State, 267 Ga. App. 309, 599 p.E.2d 286 (2004). – despite the defendant`s correct assertion that the trial court wrongly accused the jury that one of the factors to be taken into account in assessing the reliability of the testimony was the degree of certainty of the witness as to his identification, because there was evidence other than the victim`s identification of the accused that linked the defendant to the crimes of burglary, Aggravated sodomy and increased sexual violence, the mistake was harmless and convictions for the same were upheld. Bharadia v. State, 282 Ga. App. 556, 639 S.E.2d 545 (2006), cert. denied, No. S07C0522, 2007 Ga.
LEXIS 222 (Ga. 2007). The offence of burglary is distinct from sexual offences committed after an illegal entry into the premises and, therefore, the offences are not confused, although the evidence used to establish the sexual offences may also be used to prove the criminal intent required to prove the burglary. Palmer v. Staat, 174 Ga. App. 720, 331 S.E.2D 77 (1985).

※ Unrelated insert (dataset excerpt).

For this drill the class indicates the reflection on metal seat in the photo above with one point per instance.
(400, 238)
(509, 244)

The defendant`s lawyer was not ineffective because he had not sought a charge of trespassing as a minor crime of burglary, since such an indictment would not have been supported by the evidence showing that the defendant had either the unlawful intent to commit theft or the legitimate intention to fall asleep again at a friend`s house. Dillard v. Staat, 323 Ga. App. 333, 744 S.E.2D 863 (2013).

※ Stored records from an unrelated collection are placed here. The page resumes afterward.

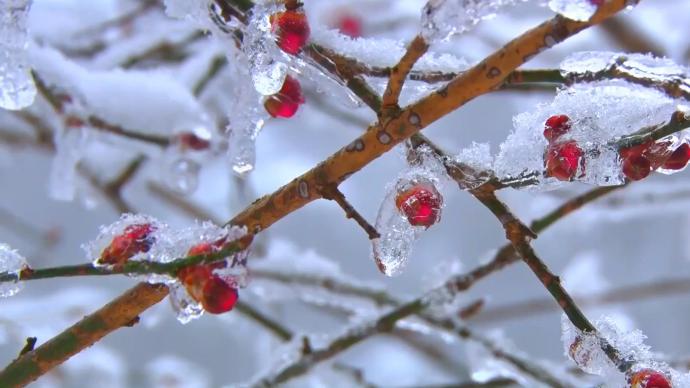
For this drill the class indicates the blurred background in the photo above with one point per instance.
(634, 240)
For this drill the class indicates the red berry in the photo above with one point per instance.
(679, 158)
(189, 140)
(350, 25)
(421, 204)
(286, 102)
(134, 239)
(636, 168)
(556, 126)
(647, 378)
(562, 160)
(291, 30)
(218, 296)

– The intent required to commit a burglary pursuant to paragraph 16-7-1(a) of the O.C.G.A. does not need to be trained at the exact time of entry, but can be trained afterwards while the offender is on the scene. Hewatt v. Staat, 216 Ga. App. 550, 455 S.E.2D 104 (1995); Stephens v. State, 232 Ga. App. 738, 503 S.E.2D 643 (1998). The evidence was sufficient to try a child offender for the crime of adult burglary under the O.C.G.A.